Secondo il ministro della Transizione ecologica Cingolani, la sicurezza energetica dipende dai rigassificatori di Piombino e Ravenna. Ma a che prezzo?

Aggiornamento del 25 ottobre.  La Regione Toscana ha deliberato il rilascio dell’autorizzazione al rigassificatore di Piombino. “Ho appena firmato l’autorizzazione all’installazione del rigassificatore nel porto di Piombino. La realizzazione di questa grande opera significa per 60 milioni di italiani abbassare le bollette e ricevere gas senza dipendere dalla Russia” ha spiegato il presidente della Regione Toscana, e commissario per la realizzazione dell’opera, Eugenio Giani.

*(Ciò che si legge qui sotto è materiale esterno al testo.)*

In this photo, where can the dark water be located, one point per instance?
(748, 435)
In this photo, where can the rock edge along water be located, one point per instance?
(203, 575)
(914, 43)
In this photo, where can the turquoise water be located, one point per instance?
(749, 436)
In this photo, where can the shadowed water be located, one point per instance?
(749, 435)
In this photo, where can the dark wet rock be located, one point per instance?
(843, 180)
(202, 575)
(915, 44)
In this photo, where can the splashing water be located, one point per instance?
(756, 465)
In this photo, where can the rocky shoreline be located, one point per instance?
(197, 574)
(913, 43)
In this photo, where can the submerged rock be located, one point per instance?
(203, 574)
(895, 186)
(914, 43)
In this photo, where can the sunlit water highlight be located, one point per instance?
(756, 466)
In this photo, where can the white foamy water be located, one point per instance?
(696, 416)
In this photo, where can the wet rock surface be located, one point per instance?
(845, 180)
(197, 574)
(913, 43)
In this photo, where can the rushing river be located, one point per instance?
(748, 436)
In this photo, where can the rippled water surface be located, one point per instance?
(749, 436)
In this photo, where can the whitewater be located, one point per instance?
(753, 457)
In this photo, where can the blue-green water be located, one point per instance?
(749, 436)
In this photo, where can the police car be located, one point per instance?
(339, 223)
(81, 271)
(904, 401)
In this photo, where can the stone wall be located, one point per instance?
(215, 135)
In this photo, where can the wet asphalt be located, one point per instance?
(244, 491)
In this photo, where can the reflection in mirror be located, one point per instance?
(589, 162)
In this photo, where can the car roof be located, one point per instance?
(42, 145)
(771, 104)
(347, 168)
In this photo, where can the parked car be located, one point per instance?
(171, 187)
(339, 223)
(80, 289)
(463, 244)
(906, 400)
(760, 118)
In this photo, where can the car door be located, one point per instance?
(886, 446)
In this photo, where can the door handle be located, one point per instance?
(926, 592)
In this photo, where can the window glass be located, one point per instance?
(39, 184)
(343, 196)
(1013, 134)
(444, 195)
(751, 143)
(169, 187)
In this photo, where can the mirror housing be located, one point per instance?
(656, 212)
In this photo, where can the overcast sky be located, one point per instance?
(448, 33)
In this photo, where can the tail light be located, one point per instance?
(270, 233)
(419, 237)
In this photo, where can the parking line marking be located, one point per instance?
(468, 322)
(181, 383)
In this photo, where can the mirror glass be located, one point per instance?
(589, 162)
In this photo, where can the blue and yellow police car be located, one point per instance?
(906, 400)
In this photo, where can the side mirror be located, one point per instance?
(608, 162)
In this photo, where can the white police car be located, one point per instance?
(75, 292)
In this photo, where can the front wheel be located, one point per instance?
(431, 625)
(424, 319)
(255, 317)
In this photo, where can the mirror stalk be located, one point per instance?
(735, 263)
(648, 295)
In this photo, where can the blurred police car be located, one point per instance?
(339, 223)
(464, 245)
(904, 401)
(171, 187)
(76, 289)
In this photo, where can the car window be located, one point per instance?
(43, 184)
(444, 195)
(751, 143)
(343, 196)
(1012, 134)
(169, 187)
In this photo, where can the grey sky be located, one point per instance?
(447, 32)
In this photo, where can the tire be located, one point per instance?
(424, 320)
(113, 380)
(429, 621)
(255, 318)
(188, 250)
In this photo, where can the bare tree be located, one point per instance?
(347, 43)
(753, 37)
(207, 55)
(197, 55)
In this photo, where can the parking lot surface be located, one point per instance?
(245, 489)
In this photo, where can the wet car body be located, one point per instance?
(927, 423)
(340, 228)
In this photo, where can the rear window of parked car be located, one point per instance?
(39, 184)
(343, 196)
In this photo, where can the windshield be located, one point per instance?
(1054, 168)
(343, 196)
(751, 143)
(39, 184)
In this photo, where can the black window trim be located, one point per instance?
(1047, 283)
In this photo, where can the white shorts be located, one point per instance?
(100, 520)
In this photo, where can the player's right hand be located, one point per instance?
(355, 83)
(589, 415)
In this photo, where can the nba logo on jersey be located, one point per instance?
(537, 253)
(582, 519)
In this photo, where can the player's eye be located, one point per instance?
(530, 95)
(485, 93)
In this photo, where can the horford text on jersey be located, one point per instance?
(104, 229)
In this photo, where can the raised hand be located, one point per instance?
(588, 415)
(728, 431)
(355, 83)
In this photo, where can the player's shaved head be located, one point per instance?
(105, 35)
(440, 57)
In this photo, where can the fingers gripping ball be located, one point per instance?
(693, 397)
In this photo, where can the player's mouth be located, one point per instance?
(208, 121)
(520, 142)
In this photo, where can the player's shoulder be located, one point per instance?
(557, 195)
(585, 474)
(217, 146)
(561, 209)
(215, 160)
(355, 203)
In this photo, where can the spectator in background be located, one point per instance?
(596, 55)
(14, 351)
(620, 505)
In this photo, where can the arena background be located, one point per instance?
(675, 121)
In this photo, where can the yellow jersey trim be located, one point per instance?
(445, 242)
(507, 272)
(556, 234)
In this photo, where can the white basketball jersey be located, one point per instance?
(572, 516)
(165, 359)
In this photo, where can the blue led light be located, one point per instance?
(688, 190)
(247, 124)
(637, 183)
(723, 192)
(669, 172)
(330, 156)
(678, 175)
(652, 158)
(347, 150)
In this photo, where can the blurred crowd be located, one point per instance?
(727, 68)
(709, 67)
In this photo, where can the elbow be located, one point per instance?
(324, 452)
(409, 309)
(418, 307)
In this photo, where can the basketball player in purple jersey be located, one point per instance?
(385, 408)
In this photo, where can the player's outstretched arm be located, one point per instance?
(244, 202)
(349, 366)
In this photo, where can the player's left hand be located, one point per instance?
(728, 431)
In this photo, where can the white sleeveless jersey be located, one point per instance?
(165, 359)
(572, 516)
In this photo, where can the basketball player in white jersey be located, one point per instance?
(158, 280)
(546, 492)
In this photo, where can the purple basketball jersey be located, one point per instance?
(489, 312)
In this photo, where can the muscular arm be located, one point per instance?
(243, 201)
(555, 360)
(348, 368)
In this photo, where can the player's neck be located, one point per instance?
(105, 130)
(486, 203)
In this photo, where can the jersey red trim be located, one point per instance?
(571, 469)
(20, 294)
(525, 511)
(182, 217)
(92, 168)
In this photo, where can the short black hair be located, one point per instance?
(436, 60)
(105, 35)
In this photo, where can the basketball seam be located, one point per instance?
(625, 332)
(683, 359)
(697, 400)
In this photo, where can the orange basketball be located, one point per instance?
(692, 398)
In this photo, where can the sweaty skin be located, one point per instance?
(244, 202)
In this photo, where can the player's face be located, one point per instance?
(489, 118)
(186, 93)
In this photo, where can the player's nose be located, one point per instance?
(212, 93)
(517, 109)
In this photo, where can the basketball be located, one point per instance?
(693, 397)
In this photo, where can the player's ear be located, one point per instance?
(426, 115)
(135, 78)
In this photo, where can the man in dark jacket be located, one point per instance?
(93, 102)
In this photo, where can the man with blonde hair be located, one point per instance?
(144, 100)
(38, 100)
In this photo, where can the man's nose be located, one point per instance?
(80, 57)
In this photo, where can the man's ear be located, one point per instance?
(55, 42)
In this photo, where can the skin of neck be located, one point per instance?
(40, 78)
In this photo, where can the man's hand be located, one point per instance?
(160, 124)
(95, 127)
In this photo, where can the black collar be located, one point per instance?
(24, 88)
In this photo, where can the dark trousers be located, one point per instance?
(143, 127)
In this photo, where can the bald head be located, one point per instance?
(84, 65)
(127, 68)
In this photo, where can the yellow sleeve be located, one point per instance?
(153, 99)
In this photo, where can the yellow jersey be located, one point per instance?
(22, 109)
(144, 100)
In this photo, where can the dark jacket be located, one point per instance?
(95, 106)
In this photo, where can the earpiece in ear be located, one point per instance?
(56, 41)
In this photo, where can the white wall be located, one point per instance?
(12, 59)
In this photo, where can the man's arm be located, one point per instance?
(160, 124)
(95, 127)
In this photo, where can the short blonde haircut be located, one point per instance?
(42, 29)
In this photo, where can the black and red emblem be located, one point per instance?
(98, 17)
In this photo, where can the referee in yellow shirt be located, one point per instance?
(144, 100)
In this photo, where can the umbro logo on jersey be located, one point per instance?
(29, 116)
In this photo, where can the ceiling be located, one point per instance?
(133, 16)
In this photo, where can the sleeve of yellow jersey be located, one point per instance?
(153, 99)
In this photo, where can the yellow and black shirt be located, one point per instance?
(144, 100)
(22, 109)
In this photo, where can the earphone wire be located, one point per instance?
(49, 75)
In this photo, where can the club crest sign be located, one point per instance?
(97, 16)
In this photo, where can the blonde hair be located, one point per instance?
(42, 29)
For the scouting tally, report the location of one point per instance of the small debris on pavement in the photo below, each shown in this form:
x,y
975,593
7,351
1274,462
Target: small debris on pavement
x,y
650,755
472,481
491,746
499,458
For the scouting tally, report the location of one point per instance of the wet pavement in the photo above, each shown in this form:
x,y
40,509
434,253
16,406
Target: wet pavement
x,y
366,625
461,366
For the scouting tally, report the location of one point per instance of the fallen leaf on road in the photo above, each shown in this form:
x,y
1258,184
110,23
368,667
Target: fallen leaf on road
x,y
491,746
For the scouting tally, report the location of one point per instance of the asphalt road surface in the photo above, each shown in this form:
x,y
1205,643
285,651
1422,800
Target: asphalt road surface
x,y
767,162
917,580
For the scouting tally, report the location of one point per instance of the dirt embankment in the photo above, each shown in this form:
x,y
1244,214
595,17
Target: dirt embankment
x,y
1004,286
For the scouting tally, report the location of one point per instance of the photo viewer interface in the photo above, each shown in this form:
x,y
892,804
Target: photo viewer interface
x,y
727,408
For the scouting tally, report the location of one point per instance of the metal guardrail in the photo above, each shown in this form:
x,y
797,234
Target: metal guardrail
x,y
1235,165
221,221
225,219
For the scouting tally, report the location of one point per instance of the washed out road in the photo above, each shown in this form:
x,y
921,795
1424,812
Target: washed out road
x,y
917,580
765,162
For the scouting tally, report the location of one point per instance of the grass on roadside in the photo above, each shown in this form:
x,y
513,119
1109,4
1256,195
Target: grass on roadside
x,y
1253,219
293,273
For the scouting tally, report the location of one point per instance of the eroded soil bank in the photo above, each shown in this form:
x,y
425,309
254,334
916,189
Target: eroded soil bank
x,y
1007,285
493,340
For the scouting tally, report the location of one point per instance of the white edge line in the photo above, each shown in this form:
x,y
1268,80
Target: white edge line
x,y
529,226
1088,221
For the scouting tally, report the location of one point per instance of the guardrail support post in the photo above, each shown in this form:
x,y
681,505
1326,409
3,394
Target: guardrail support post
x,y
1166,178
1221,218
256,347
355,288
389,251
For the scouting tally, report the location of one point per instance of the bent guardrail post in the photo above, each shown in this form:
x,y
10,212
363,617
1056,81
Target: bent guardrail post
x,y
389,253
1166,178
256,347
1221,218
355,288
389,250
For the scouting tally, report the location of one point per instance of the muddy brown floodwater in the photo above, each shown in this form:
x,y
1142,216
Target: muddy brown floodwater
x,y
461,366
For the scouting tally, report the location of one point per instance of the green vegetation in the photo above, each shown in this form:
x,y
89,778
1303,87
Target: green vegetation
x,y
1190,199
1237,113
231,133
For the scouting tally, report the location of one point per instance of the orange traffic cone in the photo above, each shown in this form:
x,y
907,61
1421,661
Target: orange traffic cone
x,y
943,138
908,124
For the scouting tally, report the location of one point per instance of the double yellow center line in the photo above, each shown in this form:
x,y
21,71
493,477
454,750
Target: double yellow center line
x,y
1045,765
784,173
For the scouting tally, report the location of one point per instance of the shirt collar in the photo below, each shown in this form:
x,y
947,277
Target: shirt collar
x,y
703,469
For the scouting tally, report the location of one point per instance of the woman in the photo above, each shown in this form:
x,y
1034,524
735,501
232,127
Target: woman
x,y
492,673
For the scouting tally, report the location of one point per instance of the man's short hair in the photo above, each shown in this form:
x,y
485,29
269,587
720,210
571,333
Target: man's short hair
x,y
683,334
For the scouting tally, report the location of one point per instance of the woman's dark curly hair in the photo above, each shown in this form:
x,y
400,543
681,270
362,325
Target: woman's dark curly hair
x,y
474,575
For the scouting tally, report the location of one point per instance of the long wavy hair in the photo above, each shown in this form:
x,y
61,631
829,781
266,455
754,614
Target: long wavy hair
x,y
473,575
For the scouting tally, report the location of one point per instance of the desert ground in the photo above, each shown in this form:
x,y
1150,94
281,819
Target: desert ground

L’autorizzazione è legata a un memorandum composto da 10 punti, tra cui il finanziamento per completare l’infrastruttura portuale sia per banchina del rigassificatore, sia per le attività locali come pesca, itticoltura e turismo; agevolazioni per almeno il 50% sulle bollette energetiche per imprese e famiglie residenti nei Comuni compresi nell’area di crisi industriale complessa di Piombino; finanziamento di 200 mln di Euro per la rimozione e gestione dei cosiddetti cumuli exsiderurgici abbancati nelle aree pubbliche del SIN (esterne al perimetro del Gruppo JSW Steel); finanziamento di 100 milioni di euro per il parco delle energie rinnovabili per Piombino e la val di Cornia connesso sia ad impianti fotovoltaici ed eolici. Il sindaco di Piombino, Francesco Ferrari, di Fratelli d’Italia ma contrario all’opera, ha annunciato che farà ricorso al Tar.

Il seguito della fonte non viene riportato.